The basic algorithm would be:
redlock_client.lock('unique_id_from_request', 5_000) do |lock|
if lock
# we could successfully acquire the lock, so
# process the request...
else
# we couldn't acquire the lock, so
# assume that this is a duplicate request and drop it
return
end
end
When we receive a request, we check to see if we’ve seen the same request recently by using a unique identifier from the request. If so, discard the current request. If not, we acquire a lock and process the request. Once the request is processed, we release the lock.
I made this change and deployed it, and it seemed to successfully reduce the number of duplicate requests!

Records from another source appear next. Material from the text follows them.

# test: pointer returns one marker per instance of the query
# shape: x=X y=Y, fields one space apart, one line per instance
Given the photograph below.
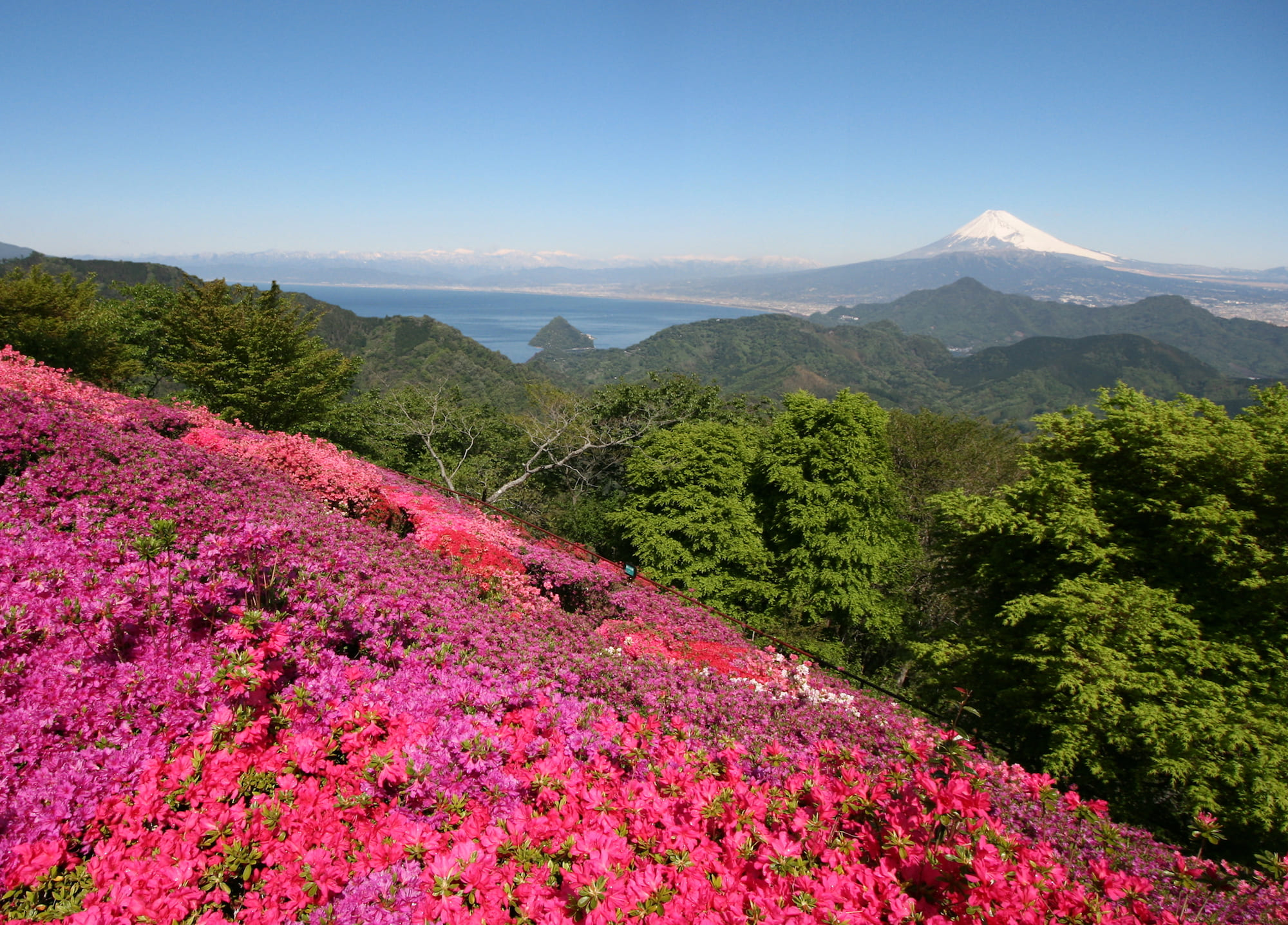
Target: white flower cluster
x=795 y=683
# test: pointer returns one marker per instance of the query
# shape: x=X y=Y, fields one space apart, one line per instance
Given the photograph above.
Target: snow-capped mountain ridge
x=999 y=231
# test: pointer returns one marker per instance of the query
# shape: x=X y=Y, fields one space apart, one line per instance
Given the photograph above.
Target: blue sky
x=835 y=132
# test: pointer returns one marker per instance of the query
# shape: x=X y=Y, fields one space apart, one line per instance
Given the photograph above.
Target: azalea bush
x=248 y=677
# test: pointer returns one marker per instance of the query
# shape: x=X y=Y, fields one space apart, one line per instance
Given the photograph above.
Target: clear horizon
x=829 y=132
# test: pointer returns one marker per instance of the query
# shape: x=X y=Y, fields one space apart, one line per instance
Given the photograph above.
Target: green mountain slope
x=129 y=272
x=968 y=315
x=771 y=355
x=400 y=351
x=1048 y=374
x=775 y=354
x=395 y=351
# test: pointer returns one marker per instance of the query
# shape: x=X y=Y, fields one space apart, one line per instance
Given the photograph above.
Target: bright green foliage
x=691 y=519
x=1124 y=609
x=249 y=355
x=64 y=324
x=834 y=516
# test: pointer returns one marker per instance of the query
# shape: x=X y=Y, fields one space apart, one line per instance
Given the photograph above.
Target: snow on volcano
x=1000 y=231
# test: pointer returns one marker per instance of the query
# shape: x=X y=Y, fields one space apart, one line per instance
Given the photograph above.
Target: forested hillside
x=968 y=315
x=771 y=355
x=251 y=678
x=1101 y=600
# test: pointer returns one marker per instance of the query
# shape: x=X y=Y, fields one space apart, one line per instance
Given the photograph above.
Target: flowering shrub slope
x=248 y=677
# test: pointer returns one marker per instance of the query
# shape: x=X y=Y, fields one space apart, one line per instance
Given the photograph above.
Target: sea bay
x=507 y=321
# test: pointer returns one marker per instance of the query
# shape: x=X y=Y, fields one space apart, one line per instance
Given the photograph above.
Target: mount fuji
x=1009 y=256
x=999 y=233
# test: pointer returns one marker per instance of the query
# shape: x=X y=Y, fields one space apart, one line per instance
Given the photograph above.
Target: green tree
x=834 y=520
x=691 y=519
x=64 y=324
x=248 y=355
x=1122 y=610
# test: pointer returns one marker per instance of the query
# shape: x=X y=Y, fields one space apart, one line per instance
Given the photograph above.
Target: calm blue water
x=507 y=321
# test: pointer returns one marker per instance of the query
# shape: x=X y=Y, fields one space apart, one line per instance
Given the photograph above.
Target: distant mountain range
x=1016 y=356
x=770 y=355
x=1010 y=256
x=996 y=248
x=968 y=316
x=495 y=270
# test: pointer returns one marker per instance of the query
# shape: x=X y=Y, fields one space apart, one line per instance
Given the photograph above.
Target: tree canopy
x=244 y=354
x=1124 y=609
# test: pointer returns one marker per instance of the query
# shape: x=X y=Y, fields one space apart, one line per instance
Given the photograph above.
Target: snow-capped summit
x=1000 y=231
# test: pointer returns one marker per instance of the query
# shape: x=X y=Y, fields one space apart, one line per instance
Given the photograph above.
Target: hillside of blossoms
x=248 y=677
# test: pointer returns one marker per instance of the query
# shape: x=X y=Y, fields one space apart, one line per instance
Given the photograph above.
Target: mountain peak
x=998 y=231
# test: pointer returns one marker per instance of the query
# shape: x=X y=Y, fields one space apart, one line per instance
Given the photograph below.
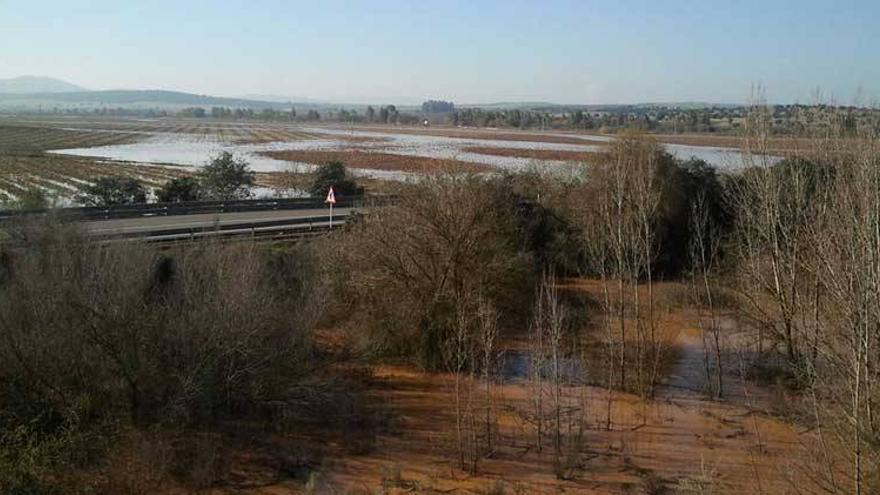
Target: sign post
x=331 y=200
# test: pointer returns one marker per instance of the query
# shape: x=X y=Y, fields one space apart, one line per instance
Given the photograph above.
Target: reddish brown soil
x=678 y=440
x=561 y=155
x=380 y=161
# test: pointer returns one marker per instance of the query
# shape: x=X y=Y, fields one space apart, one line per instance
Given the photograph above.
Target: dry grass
x=63 y=175
x=380 y=161
x=27 y=138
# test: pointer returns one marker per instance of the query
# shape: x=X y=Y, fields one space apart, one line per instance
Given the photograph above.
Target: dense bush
x=96 y=336
x=407 y=270
x=179 y=189
x=113 y=190
x=225 y=178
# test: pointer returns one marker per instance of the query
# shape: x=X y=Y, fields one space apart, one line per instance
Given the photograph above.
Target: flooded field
x=273 y=150
x=181 y=145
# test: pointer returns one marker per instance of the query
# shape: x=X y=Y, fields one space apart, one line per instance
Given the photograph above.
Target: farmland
x=57 y=154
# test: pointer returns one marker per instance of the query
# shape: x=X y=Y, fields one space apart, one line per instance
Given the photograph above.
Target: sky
x=467 y=51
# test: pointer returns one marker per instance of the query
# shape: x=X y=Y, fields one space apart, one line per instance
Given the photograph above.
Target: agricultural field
x=58 y=154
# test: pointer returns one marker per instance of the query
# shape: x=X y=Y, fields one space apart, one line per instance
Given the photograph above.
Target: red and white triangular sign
x=331 y=197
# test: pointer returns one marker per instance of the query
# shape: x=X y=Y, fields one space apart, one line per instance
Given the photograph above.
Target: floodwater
x=194 y=150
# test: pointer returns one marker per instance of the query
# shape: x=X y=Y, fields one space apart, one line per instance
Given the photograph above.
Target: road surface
x=145 y=225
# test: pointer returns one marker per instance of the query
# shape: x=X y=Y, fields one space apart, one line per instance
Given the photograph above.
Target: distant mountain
x=35 y=84
x=127 y=99
x=280 y=98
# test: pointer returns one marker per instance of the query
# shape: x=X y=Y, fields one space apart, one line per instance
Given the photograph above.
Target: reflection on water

We ended up seeing this issue for other applicant tracking systems, so implemented this in their webhook handlers as well.
Side quest
I will often look through the issues and pull requests of a new project before adopting it to see how active the project is and whether there are any known issues with it. As I read through the Redlock issues list, I found an issue where the lock would potentially not be acquired if there was a problem with the Redis connection.
Thinking about it, this would be a problem for us because it could lead to requests being dropped if our Redis connection had issues. We would think that another process already had the lock, but in fact, this was a different kind of issue.
This was a rare enough and recoverable instance that I thought continuing to use the mutex was worth the risk, but I wanted to see if I could fix the issue.
I responded to the issue with a specific case that illustrated the issue and asked if the maintainers would be open to a pull request to fix the issue. I got some positive feedback and then dove into the code and submitted a pull request to fix the issue.
The issue took a little while to merge, due to the review process and probably because it changed the behavior of the library. Instead of returning false
when a connection error occurred, we would raise the connection exception. It’s possible that someone would be relying on the previous behavior, but it seemed more correct to raise an error for an exceptional case than to have the same value as a lock not being able to be acquired. So the change was approved and merged and released in version 1.3.1 of the library. I then updated our code to use this new version (we were previously pointing to my fork of the changes since it seemed correct and to test it out more.)
Conclusion
Overall, I thought this was a good approach. I first made sure to understand the underlying cause of the problem, and then I found a solution that would work for us and fixed a small issue that could potentially cause data loss. The maintainers of the library were very accommodating and communicative throughout the process.